Thirteen-year-old Autumn Bird loves running, so when Connor Herlihy, an athletic, smart, and popular seventh grade boy, brags that he can beat anyone in a foot race but Autumn beats him, she quits the track team. Trading her shorts and sweats for high-rise jeans and heels and makeup, Autumn is welcomed into the popular crowd.

On her way to a weekend party, Autumn encounters Cody Stouffer crouched under a hedge near her home, hiding and in pain. A victim of both physical and emotional violence, Cody has run-away from one of the poorest neighborhoods where “people just like him crammed their whole lives—pots and pans, pets and poverty—into a few crumbling blocks” (14).

Relying on her Grandfather Teachings, Autumn decides to offer Cody assistance and gives him refuge in her father’s painting studio. Tom Bird, a renown artist in Toronto, Canada, soon discovers the hideaway, and the two tweens have some explaining to do.

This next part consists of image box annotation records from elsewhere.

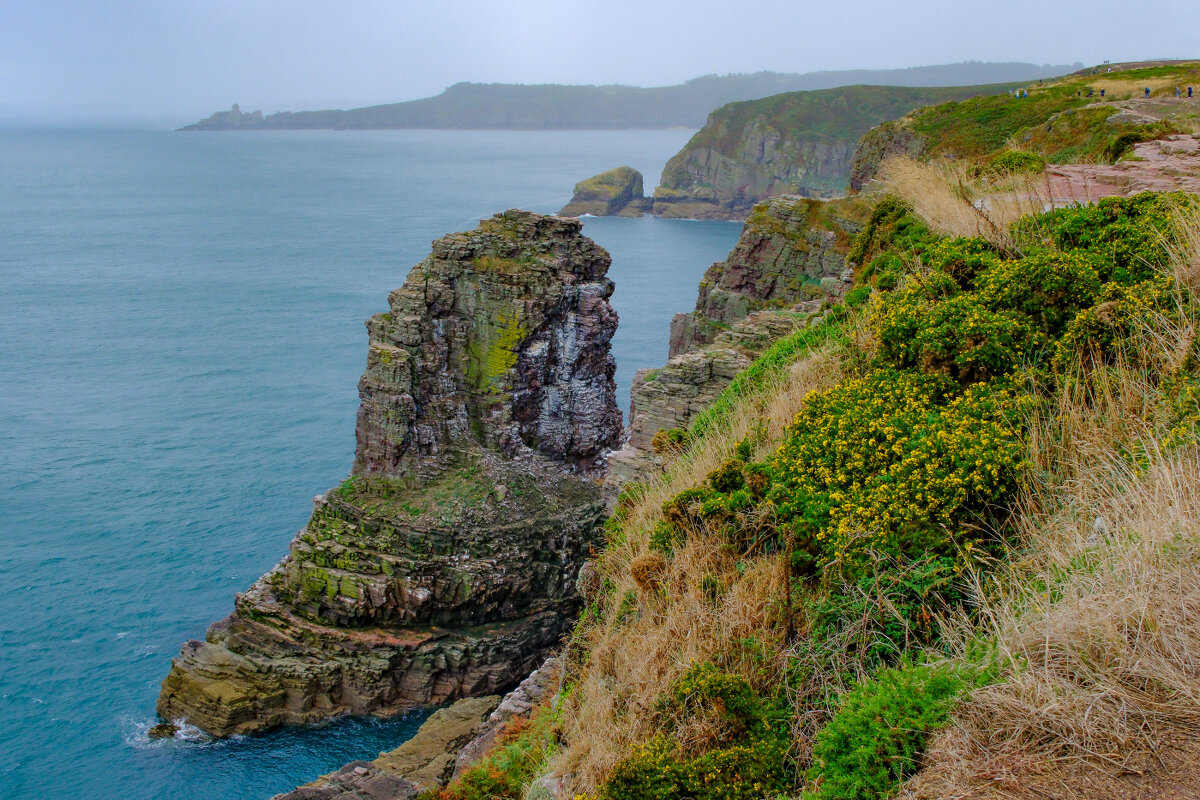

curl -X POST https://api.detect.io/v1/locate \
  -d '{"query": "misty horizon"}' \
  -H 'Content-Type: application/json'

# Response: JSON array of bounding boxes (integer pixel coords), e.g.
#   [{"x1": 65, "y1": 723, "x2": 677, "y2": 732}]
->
[{"x1": 0, "y1": 0, "x2": 1195, "y2": 127}]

As the story progresses, both Cody and Autumn learn important lessons about being true to themselves. From Autumn’s artistic father, Cody realizes that just as there is blue in brown, life is about adding layers and about making corrections along the way. Likewise, Autumn comes to an understanding about true friendship and group versus individual identity.

The Other Side of Perfect by Melanie Florence and Richard Scrimger not only teaches empathy but offers middle grade readers important insights about the dangers of narrow-minded thinking–whether about prosperity, poverty, ethnicity, popularity, or perfection. Told from alternating perspectives, the novel reveals how we are all more than the sum of our circumstances.